Он быстро поднялся и отправился в кабинет отца, где в массивной тумбе, стоящей у глухой, завешанной декоративными тарелками стены, лежали несколько старинных фотоальбомов. Алекс тут же последовал за ним и замер в дверном проеме, внимательно сканируя глазами остальное содержимое этого важного, на его взгляд, предмета мебели.
– Ого, эта тумба, наверное, хранит много интересных реликвий вашей прошлой жизни, – вкрадчивым тоном начал Алекс, не сдвигаясь с места.
– Нет, здесь разного рода ерунда, ничего стоящего, – ответил Матвей и, приглашая друга сесть на диван, начал листать альбом. Алексу было наплевать на старые фотографии чужой семьи, он нехотя сел рядом и, перебирая в голове всевозможные стратегии, рассеянно смотрел на пожелтевшие от времени страницы. Но тут до слуха Алекса долетела фраза, которая заставила его обратить внимание на фото:
– Вот это мой дед Павел Иванович с дипмиссией в…
– Твой дед был дипломатом?
– Да.
– Так, значит, тебе карьера обеспечена, ты же потомственный дипломат, – взбодрился Алекс, внимательно разглядывая фотографии с изображением красивого статного мужчины лет пятидесяти.

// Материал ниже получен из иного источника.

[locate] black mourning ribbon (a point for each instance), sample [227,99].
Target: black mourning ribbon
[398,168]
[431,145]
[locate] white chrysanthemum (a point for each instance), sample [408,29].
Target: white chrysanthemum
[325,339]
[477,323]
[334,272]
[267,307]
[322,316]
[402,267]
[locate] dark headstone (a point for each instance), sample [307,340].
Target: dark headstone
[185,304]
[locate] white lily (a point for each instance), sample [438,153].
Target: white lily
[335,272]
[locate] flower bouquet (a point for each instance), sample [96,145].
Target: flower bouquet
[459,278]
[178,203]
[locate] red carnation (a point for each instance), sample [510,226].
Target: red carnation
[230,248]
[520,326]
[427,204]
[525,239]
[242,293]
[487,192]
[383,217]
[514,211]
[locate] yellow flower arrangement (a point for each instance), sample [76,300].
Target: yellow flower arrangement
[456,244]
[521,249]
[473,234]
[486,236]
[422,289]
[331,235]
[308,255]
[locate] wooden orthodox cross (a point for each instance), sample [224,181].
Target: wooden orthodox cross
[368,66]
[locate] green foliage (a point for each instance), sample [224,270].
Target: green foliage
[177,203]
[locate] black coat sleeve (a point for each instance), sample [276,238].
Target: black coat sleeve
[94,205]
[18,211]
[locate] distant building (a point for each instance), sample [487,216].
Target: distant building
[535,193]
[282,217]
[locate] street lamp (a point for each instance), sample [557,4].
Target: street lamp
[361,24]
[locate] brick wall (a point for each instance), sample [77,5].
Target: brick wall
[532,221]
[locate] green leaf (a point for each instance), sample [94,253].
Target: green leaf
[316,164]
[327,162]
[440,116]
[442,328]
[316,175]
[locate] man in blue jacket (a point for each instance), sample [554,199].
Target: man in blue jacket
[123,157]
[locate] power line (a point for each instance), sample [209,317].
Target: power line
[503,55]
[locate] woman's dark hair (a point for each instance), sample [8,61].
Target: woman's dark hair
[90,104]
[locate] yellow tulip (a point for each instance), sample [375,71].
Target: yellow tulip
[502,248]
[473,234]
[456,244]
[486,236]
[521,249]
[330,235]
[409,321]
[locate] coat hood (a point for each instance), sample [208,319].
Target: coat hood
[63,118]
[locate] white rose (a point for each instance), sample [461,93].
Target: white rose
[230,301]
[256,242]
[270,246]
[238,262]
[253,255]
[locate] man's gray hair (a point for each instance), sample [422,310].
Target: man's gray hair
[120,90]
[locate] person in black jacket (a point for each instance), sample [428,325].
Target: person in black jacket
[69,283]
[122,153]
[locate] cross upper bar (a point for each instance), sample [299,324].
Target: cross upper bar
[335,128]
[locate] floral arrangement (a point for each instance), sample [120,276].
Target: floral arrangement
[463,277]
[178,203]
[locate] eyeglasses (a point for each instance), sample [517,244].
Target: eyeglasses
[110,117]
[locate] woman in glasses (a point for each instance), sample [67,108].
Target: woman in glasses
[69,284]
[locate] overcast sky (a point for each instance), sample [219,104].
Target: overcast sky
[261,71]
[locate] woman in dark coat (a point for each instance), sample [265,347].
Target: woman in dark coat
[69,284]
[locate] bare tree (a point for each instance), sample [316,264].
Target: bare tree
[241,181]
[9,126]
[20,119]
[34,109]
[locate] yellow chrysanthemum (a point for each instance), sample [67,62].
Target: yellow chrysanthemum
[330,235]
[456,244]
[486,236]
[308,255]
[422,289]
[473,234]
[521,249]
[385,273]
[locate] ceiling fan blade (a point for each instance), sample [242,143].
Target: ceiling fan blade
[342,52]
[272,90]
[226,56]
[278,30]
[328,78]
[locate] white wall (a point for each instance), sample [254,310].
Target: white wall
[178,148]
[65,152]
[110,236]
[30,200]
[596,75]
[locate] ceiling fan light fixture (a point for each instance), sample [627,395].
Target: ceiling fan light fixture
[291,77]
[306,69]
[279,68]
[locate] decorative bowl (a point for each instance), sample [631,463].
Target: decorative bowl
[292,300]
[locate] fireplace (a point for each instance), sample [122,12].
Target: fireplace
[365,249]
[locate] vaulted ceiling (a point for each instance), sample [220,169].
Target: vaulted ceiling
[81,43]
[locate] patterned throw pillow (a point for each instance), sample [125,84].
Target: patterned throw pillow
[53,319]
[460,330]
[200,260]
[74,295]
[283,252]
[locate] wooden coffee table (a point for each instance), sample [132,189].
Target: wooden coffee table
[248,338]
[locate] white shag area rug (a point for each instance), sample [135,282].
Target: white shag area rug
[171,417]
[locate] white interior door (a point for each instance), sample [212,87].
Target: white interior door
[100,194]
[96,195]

– Ну, понимаешь, отец-то мой не согласился идти по стопам деда, тогда бы мне было легче. А так как дед злился на отца, наверное, за это, то отношения мы почти не поддерживали и у нас нет никаких связей.
– А кто эти двое? Они почти на всех фотках рядом с твоим дедом.
– Это его друзья, они были не разлей вода, даже любили все трое одну и ту же девушку. Но отец говорил, что это их не рассорило.
– Вот дела, ну и как же они ее потом поделили?
– А никак, вот этот в центре, – показывая пальцем на смуглого мужчину с пышным чубом, произнес Матвей, – так вот, он на ней женился, но вскоре погиб, потом на ней женился блондин, который справа.
– А что же твой дед не подсуетился? – шутя спросил Алекс, поднимая глаза на друга.
– Так он к тому времени уже был женат на бабушке.
Алекс еще долго всматривался в черно-белый снимок, на котором были изображены три товарища. Самым видным из этой троицы, как по габаритам, так и по привлекательности черт лица, был дед Матвея, и хотя он был тучный и лысоватый, но мужественный взгляд и гордо поднятый подбородок привлекали внимание к его персоне. Блондин справа не отличался ничем особенным, круглая голова, вздернутый нос и светлые волосы, но вот тот, которого их общая любовь выбрала себе в мужья первый раз, по каким-то неуловимым признакам был похож на иностранца, и Алекс подумал, что именно этот критерий сыграл решающую роль в ее предпочтении.
– Я так понимаю, их уже никого нет в живых?
– Да, дед прожил дольше всех, представляешь, они помирились с отцом только за месяц до его смерти. Они всегда говорили, что были в ссоре из-за несостоявшейся карьеры дипломата, но я в это не верю, думаю, была какая-то более веская причина, чтобы не разговаривать несколько десятилетий.